A long bus ride from Tottori got me near the start of the main trail of the Sanin Kaigan Geopark. After passing by a few old fisher folk hanging their morning catch of squid to dry on long poles, a long flight of stairs beckoned me up into the woods beyond. Up and down over a well-worn (but empty) trail I came across interesting rock formations in the sea below. On occasion I would find an old man painting a picture, or a couple of buddies fishing in amongst the rocks. Sometimes, I would run into the same teenage boy at various points along the trail, but I mostly had it to myself as I admired the granite rocks rising out of crystal clear blue sea.
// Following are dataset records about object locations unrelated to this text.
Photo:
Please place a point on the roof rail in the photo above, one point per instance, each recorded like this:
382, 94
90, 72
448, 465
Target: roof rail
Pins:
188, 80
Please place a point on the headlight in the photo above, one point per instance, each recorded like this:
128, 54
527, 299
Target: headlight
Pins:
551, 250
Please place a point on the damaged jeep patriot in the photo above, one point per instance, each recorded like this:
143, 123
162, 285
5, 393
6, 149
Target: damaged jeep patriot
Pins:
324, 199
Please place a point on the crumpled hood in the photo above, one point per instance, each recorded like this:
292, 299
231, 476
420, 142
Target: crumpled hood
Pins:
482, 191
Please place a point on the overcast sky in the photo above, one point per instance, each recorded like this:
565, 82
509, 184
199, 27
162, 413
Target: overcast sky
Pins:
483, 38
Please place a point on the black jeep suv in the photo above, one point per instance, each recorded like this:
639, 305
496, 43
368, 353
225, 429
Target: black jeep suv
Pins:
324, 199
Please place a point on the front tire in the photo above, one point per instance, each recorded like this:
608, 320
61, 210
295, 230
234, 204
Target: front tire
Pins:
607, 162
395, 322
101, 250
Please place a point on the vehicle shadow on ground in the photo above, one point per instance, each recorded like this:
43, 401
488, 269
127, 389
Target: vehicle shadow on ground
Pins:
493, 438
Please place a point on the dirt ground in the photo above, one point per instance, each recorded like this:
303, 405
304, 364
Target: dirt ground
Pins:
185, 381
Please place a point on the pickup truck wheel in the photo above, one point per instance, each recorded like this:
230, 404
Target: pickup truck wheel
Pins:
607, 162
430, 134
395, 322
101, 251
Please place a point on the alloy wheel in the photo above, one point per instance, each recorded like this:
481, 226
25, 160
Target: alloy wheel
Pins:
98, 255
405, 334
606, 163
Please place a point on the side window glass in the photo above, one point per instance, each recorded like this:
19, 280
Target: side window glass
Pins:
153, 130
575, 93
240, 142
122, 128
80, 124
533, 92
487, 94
Finally, I had to tear myself away so that I could catch the train back to Tottori. At this point I had a choice of going back to where I started and catching the bus, or to move forward and try for the train. Deciding not to backtrack, I walked along the road to get me to Izumo (the nearest town), hoping to make up some time. I ended up missing the train by five minutes, and not wanting to wait for another 90 minutes to catch the next one, I asked the taxi driver outside the station if he would drive back to Tottori. We were loading my bags into the cab when the bus for Tottori pulled up and the driver, without even asking, began reloading my things on the bus. Thankful for his good graces, I grabbed a seat on the bus, and as it made its way back to Tottori city I knew that I would be back here once again to continue my journeys in this, my secret Japan.